Le site BASE, publié par Documents d'Artistes Bretagne, réunit des artistes ayant été formés par l'Ecole Européenne Supérieure d'Art de Bretagne et récemment diplômés d'un DNSEP (équivalent Master 2) à la suite de leur cursus de cinq années en école d'art.
Via la création de ce module documentaire, l'EESAB et DD'AB se sont associés pour mettre en lumière les travaux d'anciens étudiants des quatre sites de l'EESAB, qu'ils soient aujourd'hui artistes plasticiens, graphistes ou designers.

Dans le creux de ses mains, au détour d’une promenade, Clara Agnus aime cueillir la terre et les fleurs, le sable et les algues. Dans l’intimité de l’atelier, au contact de l’eau et d’autres fluides cireux ou siliconés, elle aime les associer et les recomposer, fondre leurs matières et leurs couleurs pour créer de nouveaux corps, aussi liquides que les identités venues s’y incarner. Dans ses sculptures et ses collages aux couleurs pastel vibrent des sensations et des incertitudes, de la douceur et de la fragilité, collées, moulées ou façonnées ensemble pour les faire tenir, et les rendre solides.

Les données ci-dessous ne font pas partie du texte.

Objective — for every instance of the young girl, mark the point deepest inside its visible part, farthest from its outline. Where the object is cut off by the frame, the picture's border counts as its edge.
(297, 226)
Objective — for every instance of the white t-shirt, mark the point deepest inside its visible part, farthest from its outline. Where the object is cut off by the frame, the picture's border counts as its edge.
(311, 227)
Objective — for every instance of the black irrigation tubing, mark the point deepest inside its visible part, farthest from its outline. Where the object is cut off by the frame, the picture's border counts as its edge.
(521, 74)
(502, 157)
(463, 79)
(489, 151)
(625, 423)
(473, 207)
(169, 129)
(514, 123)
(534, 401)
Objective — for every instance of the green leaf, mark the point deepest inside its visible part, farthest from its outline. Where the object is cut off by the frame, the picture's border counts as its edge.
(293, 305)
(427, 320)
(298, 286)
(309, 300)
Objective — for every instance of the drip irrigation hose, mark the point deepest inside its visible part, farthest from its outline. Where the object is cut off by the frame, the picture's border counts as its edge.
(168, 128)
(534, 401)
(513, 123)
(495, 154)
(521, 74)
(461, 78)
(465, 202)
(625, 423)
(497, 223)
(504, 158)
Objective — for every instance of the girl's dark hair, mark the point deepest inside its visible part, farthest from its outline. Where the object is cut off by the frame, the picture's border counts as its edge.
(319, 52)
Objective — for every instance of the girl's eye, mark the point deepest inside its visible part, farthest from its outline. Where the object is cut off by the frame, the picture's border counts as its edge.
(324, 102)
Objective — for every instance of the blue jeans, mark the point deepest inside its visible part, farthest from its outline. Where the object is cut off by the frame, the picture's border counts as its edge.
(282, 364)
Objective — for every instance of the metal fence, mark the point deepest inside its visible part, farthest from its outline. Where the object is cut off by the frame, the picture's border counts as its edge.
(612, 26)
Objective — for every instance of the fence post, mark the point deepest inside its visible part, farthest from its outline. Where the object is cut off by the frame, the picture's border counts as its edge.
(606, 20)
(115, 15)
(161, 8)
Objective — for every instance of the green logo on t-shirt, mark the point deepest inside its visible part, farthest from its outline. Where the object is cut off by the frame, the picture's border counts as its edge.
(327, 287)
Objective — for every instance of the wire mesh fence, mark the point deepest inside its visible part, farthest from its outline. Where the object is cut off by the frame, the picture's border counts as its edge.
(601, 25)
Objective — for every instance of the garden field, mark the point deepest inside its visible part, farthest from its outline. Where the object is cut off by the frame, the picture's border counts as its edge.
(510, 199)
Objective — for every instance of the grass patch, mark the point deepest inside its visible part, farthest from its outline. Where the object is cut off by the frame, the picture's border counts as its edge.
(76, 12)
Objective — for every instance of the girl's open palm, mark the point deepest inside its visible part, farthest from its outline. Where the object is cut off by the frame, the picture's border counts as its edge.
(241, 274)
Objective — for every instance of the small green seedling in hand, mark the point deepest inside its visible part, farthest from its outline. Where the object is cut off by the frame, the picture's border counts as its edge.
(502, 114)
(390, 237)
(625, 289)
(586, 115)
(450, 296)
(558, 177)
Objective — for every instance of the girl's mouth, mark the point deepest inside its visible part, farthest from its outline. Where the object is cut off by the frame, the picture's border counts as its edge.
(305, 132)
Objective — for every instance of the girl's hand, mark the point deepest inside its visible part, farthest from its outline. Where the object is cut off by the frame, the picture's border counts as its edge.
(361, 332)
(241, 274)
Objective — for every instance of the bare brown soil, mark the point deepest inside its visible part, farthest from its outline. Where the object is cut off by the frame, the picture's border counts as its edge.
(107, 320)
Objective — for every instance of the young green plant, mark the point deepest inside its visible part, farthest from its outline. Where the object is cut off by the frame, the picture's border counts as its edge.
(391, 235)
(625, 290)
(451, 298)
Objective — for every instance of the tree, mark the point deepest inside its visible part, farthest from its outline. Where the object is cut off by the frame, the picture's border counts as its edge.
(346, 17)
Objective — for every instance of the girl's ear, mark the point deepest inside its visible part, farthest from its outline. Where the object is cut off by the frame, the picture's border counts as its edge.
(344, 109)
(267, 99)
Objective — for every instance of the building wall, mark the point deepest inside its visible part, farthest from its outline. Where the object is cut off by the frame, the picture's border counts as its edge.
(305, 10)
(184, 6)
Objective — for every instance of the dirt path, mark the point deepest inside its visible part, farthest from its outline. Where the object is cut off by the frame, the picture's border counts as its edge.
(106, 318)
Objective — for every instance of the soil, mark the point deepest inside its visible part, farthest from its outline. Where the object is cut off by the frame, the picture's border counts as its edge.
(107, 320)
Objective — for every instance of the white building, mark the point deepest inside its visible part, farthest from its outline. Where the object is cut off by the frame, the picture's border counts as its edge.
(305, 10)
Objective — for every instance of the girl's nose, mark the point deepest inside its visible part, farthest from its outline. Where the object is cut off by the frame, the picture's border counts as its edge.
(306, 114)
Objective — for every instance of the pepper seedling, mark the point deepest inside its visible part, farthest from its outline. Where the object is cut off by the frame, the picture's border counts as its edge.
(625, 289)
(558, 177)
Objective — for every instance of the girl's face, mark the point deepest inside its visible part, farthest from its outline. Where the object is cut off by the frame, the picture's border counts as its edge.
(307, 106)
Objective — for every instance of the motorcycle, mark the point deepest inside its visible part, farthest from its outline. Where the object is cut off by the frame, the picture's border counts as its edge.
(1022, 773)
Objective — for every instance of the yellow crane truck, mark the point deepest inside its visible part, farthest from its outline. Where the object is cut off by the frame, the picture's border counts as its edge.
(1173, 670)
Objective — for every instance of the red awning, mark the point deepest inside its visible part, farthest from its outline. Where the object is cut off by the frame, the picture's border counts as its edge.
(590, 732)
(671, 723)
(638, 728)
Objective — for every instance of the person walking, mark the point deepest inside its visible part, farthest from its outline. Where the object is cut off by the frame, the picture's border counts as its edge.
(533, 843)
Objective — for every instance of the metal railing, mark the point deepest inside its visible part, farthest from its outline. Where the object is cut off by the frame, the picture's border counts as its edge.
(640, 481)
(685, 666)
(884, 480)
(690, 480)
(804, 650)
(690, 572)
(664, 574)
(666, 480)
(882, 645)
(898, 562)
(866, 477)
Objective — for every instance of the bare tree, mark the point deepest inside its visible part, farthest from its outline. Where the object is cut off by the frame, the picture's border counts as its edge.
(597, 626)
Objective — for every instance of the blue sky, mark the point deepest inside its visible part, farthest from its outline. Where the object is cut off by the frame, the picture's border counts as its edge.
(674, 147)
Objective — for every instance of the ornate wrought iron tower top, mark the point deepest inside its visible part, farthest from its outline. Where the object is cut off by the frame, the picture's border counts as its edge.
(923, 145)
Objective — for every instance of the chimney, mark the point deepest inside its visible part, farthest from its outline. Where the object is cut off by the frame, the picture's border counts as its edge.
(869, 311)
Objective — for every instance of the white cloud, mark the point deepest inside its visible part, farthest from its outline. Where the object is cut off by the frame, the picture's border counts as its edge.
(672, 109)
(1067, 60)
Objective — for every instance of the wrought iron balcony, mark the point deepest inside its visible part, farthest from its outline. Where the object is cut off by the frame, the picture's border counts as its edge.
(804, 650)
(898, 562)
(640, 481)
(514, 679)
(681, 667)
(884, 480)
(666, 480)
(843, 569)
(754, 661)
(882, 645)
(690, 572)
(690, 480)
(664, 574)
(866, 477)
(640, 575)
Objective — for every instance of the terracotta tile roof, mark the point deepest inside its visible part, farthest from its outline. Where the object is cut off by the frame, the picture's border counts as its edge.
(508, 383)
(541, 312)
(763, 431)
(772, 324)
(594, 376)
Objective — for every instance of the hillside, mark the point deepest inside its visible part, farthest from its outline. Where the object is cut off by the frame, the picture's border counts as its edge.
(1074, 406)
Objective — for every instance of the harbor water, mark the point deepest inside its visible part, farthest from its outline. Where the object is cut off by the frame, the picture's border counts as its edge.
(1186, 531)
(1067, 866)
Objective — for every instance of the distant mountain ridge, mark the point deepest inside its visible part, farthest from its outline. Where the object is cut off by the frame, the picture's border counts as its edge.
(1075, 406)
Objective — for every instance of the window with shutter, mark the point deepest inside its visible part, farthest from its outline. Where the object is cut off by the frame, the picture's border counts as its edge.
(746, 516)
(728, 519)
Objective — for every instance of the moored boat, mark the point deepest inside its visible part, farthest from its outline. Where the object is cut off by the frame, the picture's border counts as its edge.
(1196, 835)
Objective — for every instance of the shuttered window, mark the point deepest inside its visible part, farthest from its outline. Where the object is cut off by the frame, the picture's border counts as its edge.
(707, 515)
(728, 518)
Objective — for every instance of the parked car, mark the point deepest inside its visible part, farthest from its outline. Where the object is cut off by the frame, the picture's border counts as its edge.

La peau est une paroi ambiguë, tantôt lisse tantôt rugueuse, qui, dans le même temps, cache et révèle, protège et dévoile, renferme et conserve. Dans son élasticité, ses plis ou ses imperfections, se lisent des signes et des indices sur ce qu’elle recouvre, et que l’artiste – qui est par ailleurs cartomancienne et sorcière – aime interpréter et relier au monde tout entier qu’ils habitent. Des mains et des chaines, motifs récurrents de ses installations, soutiennent et font tenir les uns aux autres des fragments artificiels et disparates. Aucun corps n’est jamais fini. Comme dans la vie, ils restent à construire, reconstruire, et retour. Dans les sillons de ses poches de matière ou dans les fossiles d’agrumes qu’elle s’essaye depuis peu à magnétiser, sur le ventre bombé d’une sculpture sablonneuse, au fur et à mesure des couches de papier calque que la sculptrice toutes dimensions s’amuse à superposer à des dessins à l’aquarelle, des morceaux d’identités se font jour, des sensations se libèrent, des émotions dépassent les frontières des corps et des temps qui les contiennent. Approchez, écoutez, sentez et regardez : il y a des affaires qui ne se transmettent qu’au corps à corps.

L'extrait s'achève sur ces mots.